Grup tarafından keşfedilen bu ilaç benzeri peptit, tamamen yeni bir stratejiyle nörodejeneratif hastalıkların ilerlemesini potansiyel olarak azaltabilir.
Tedavi, hastalığın başlangıcında daha önce daha az semptomu olan kişiler için en etkili olacaktır.
Bakteri öldüren su
IISc’den araştırmacılar, yüksek güçlerde hidrojen peroksit, nitrojen dioksit ve nitrat gibi reaktif oksijen ve nitrojen türlerini içeren plazma ile aktifleştirilen suyun oluşumunu göstermiştir.

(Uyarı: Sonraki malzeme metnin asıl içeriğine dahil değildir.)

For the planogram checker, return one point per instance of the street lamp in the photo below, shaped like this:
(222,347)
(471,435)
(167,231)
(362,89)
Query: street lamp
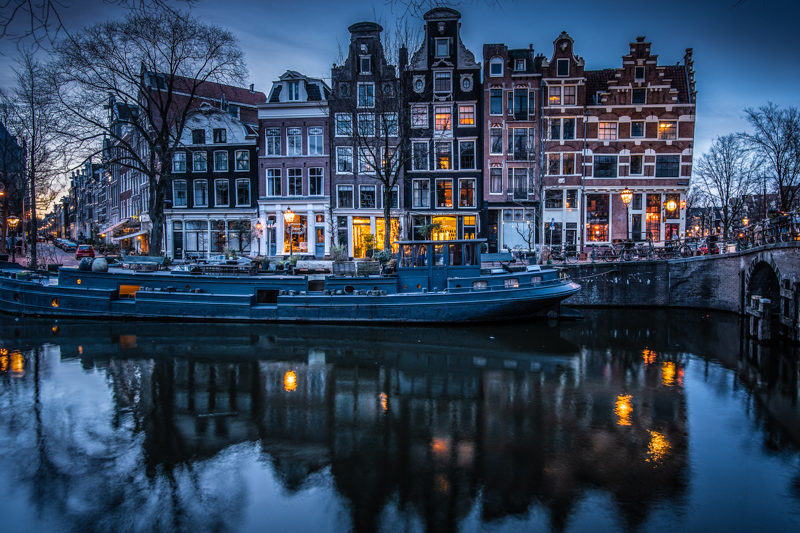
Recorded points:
(627,195)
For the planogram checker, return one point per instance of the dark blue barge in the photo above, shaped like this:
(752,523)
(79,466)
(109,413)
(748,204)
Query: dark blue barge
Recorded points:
(435,281)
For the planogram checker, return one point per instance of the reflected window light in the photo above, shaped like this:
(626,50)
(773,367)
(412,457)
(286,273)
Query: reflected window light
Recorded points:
(623,409)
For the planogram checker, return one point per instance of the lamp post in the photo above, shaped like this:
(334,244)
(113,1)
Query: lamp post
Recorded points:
(627,195)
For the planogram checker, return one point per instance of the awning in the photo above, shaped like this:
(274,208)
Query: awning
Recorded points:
(129,235)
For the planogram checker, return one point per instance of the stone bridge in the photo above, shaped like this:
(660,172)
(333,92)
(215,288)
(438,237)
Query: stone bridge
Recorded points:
(723,282)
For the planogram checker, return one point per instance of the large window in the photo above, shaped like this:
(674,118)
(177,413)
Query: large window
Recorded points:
(419,116)
(199,161)
(419,155)
(668,166)
(605,166)
(273,137)
(344,124)
(295,181)
(179,162)
(421,194)
(242,193)
(221,197)
(179,193)
(315,141)
(344,196)
(315,183)
(273,182)
(344,159)
(444,193)
(294,141)
(466,155)
(200,193)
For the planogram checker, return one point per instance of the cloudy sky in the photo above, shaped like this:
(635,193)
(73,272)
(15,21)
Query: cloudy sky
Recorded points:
(745,50)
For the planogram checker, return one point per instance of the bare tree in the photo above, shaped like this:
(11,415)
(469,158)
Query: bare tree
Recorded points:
(776,140)
(725,175)
(155,62)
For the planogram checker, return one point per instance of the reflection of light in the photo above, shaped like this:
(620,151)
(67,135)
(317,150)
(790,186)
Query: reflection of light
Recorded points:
(657,448)
(623,409)
(290,381)
(384,401)
(668,373)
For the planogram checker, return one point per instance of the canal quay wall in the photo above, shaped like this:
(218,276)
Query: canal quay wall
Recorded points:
(723,282)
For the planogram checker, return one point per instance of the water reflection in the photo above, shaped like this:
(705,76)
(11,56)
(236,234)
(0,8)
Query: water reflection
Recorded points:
(154,427)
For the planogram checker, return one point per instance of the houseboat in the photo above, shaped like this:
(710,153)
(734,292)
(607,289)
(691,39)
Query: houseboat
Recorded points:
(434,282)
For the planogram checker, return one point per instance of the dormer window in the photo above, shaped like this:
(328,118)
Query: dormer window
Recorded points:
(294,90)
(496,66)
(442,47)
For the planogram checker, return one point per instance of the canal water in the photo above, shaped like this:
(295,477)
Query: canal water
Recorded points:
(627,420)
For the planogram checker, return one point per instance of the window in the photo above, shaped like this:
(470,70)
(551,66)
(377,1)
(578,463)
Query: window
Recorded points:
(496,66)
(242,192)
(366,197)
(294,141)
(668,130)
(466,115)
(442,118)
(344,196)
(344,124)
(242,160)
(419,151)
(444,193)
(466,155)
(365,64)
(570,94)
(366,95)
(421,194)
(294,90)
(201,193)
(442,47)
(315,141)
(273,142)
(496,141)
(221,198)
(344,159)
(466,192)
(199,161)
(443,151)
(273,182)
(220,161)
(419,116)
(366,124)
(605,166)
(442,82)
(668,166)
(607,131)
(554,95)
(179,162)
(390,127)
(496,181)
(315,183)
(179,193)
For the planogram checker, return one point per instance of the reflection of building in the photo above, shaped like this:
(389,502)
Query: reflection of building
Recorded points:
(444,185)
(295,168)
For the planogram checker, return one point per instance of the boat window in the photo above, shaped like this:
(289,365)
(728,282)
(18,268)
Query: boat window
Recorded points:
(438,254)
(456,255)
(407,257)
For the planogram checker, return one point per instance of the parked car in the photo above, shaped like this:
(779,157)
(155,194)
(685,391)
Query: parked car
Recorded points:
(84,250)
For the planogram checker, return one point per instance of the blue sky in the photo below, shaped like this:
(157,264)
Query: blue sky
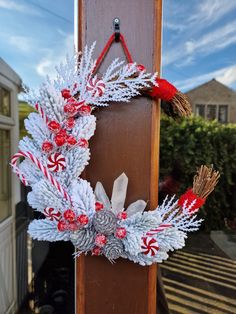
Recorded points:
(199,39)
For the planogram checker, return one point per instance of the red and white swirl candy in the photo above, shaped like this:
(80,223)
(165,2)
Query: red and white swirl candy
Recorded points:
(149,246)
(51,214)
(42,168)
(56,162)
(158,229)
(95,87)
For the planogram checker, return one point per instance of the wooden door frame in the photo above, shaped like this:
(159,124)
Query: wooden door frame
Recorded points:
(154,151)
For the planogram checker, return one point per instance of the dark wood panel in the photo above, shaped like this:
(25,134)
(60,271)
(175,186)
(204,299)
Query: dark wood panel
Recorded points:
(126,139)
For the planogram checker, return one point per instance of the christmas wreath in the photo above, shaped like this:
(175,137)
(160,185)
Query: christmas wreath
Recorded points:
(57,151)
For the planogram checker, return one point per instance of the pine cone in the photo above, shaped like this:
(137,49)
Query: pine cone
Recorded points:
(113,249)
(83,239)
(104,222)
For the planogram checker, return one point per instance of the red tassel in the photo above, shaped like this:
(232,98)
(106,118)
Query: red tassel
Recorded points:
(164,90)
(189,196)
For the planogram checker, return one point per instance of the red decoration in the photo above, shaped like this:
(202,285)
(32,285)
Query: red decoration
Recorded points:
(66,93)
(69,215)
(71,140)
(62,225)
(96,87)
(122,215)
(85,110)
(83,143)
(47,147)
(140,67)
(83,219)
(73,226)
(60,139)
(98,206)
(189,197)
(56,162)
(51,214)
(121,233)
(70,109)
(150,246)
(70,123)
(54,126)
(96,251)
(100,240)
(164,90)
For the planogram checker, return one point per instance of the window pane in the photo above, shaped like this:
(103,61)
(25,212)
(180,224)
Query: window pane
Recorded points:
(223,114)
(5,186)
(200,110)
(211,112)
(5,101)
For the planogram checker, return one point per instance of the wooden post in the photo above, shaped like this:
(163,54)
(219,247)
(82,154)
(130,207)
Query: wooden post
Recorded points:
(126,140)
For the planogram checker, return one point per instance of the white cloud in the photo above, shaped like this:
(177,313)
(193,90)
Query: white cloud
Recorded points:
(22,43)
(16,6)
(54,57)
(225,75)
(209,43)
(210,11)
(228,76)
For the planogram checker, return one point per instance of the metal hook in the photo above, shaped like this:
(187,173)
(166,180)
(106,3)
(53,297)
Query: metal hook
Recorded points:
(116,26)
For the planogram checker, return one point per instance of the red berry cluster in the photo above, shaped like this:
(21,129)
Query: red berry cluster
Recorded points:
(73,107)
(71,221)
(101,239)
(139,67)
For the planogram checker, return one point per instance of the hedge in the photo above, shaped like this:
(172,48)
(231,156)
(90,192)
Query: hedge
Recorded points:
(195,141)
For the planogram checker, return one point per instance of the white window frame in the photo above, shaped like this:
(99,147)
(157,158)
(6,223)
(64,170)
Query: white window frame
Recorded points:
(12,124)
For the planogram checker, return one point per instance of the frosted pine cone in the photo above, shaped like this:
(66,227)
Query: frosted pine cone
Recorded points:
(83,239)
(104,222)
(113,249)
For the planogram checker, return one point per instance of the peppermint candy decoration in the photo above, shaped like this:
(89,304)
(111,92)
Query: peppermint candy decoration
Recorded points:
(51,214)
(96,87)
(158,229)
(56,162)
(150,246)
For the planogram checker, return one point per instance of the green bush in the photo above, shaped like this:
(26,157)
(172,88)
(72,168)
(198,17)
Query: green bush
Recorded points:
(194,142)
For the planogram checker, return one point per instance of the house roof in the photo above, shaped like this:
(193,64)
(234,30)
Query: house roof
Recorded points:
(211,91)
(9,73)
(212,84)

Bu yüksek mukavemetli plazma ile aktive edilen suyun (hs-PAW), hiper virülent çoklu ilaca dirençli patojenleri bile etkisiz hale getirebildiği bulundu.
IISc’nin kendi haber bülteni Kernel, Lakshminarayana N Rao ve Dipshikha Chakravortty liderliğindeki çalışmanın, plazmayla aktifleştirilen suyun nötr olduğunu ve biyomedikal uygulamalar için uygun hale getirdiğini de gösteriyor.
Ekip, hs-PAW’deki reaktif türlerin bakterinin dış hücre zarını delinerek parçaladığını, metabolik aktiviteyi durdurduğunu ve sonunda bakterileri etkisiz hale getirdiğini veya öldürdüğünü buldu.
Ekip ayrıca hs-PAW’nin bakteri öldürücü aktivitesini 15 gün sonra bile koruyabildiğini buldu.
hs-PAW’nin, tedavisi zor çoklu ilaca dirençli patojenlerle mücadele dışında, yara iyileştirme gibi çeşitli tıbbi uygulamalarda kullanılabileceğini öne sürüyorlar.